Isis. Ancora scontri in Iraq

Isis fighters, pictured on a militant website verified by AP.Durante una conferenza stampa congiunta con l’omologo iraniano Mohmmd Javad Zarif, tenutasi domenica a Baghdad, il Ministro degli Esteri iracheno Hoshyar Zebari ha chiesto sostegno internazionale per la lotta dell’Iraq contro i militanti ISIS, che stanno minando “l’intera regione e la pace e la sicurezza internazionale”, mentre le forze irachene cercano di cancellare più aree dei terroristi.

Dai colloqui è emerso l’accordo totale tra Iran e Iraq per creare un fronte comune contro i jihadisti e velocizzare gli sforzi per creare un governo che contribuisca a placare le tensioni politico-confessionali.

Il Paese “ha bisogno di aiuto e sostegno da parte di tutti: tutte le forze contro il terrorismo” ha declamato con vigore Zebari, per poi aggiungere “L’Iraq non ha bisogno di dispiegamento delle truppe straniere, così come non c’è carenza di uomini che combattono”. In questo momento infatti l’esercito iracheno, sostenuto da migliaia di volontari, è impegnato in aspri combattimenti con i militanti ISIS per spingerli fuori delle aree acquisite.

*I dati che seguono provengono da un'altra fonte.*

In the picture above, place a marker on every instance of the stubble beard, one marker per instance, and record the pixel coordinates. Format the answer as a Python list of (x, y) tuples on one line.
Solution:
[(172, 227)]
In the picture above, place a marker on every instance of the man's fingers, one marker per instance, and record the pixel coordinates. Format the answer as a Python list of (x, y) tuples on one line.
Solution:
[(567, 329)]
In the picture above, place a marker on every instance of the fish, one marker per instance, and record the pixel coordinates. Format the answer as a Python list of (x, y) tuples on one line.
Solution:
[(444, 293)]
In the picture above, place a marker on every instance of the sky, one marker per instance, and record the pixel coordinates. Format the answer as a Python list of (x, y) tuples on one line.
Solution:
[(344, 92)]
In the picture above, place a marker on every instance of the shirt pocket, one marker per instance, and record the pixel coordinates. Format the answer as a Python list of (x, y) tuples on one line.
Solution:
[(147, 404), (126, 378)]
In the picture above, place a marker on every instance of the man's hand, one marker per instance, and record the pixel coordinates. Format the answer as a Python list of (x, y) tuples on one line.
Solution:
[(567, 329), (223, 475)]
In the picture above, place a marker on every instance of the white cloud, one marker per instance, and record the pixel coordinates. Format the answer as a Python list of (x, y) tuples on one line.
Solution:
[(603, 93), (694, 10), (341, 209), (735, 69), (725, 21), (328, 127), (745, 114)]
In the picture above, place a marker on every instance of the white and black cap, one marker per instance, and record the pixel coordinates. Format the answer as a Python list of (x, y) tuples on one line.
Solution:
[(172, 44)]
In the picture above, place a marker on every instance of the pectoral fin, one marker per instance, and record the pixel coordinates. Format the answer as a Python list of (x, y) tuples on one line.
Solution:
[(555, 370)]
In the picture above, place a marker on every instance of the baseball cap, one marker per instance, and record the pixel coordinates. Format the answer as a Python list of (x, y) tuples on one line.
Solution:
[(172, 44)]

Zarif ha dunque puntualizzato che l’Iran starà dall’Iraq nella lotta contro i militanti ISIS, le cui postazioni nel nord dell’Iraq sono state pesantemente bombardate da raid aerei statunitensi dall’8 agosto, consentendo in questo modo alle forze curde di riprendere il controllo della zona Qaraj. Secondo fonti delle opposizioni siriane, nell’ultima settimana sono morti circa 350 jihadisti e 170 militari siriani, ma si tratta di un bilancio parziale.

Anche Domenica, le forze irachene hanno respinto un attacco militante sulla raffineria di petrolio Baiji vicino alla città di Tikrit, uccidendo decine di militanti. I terroristi hanno minacciato tutte le comunità, tra cui gli sciiti, sunniti, curdi, cristiani, yazidi curdi ed altri, mentre continuano i loro progressi in Iraq, continuando nella loro sanguinosa avanzata, che ad oggi ha seminato morte e distruzione nella regione siriana di Raqqa.

La minaccia inoltre interessa la sopravvivenza stessa di migliaia di turcomanni sciiti nella regione irachena di Salaheddin. I fondamentalisti hanno già occupato un territorio grande quanto l’Ungheria tra Iraq e Siria e conquistato la base aerea di Tabqa, ultima sacca di resistenza delle forze di Damasco in una zona sotto il controllo dell’Isis dalla primavera del 2013.

Ma spieghiamo cosa sta succedendo in Iraq. Nel sud della città contesa di Kirkuk, da settimane in mano alle milizie curde, migliaia di turcomanni della cittadina di Amerli attendono soccorsi militari e umanitari che li liberino dall’assedio, in corso da due mesi, dei jihadisti dell’ISIS. I turcomanni sciiti sono in quella regione una minoranza due volte: non sono arabi e non sono sunniti.

Ad Amerli, al centro delle attenzioni Onu, non ci sono solo turcomanni sciiti ma anche sunniti. Abdel Rauf Bayati, membro del consiglio amministrativo di Suleiman Bek, cittadina turcomanna assediata dallo Stato Islamico, ha dichiarato “Siamo uniti contro l’aggressore e non distinguiamo tra scuole religiose”.

Una cosa soltanto va precisata. Secondo un’inchiesta condotta dal “Manifesto”, ci sarebbe l’ipotesi che il governo Berlusconi, nel 2011, abbia usato parte dell’arsenale della Jadran per inviare armi alle fazioni anti-Gheddafi, violando così l’embargo stabilito dalle Nazioni Unite (26 feb­braio 2011).

Anche la magistratura di Tempio Pausania aveva avviato un’indagine, fermata attraverso l’opposizione del Segreto di Stato sulla destinazione dei container di armi prelevati a Santo Stefano. Avviati con tanto di scorta di mezzi militari sui traghetti passeggeri Sharden e Nuraghes, con destinazione Civitavecchia. Le armi erano falsamente accompagnata da documenti che descrivevano la mercanzia come “motori” e “parti di ricambio”.

Gli esperti delle Nazioni Uniti, sposano in pieno i dubbi del Manifesto e indagano sia sulle violazioni dell’embargo in Libia sia sulle armi inviate illegalmente dall’Italia in Iraq.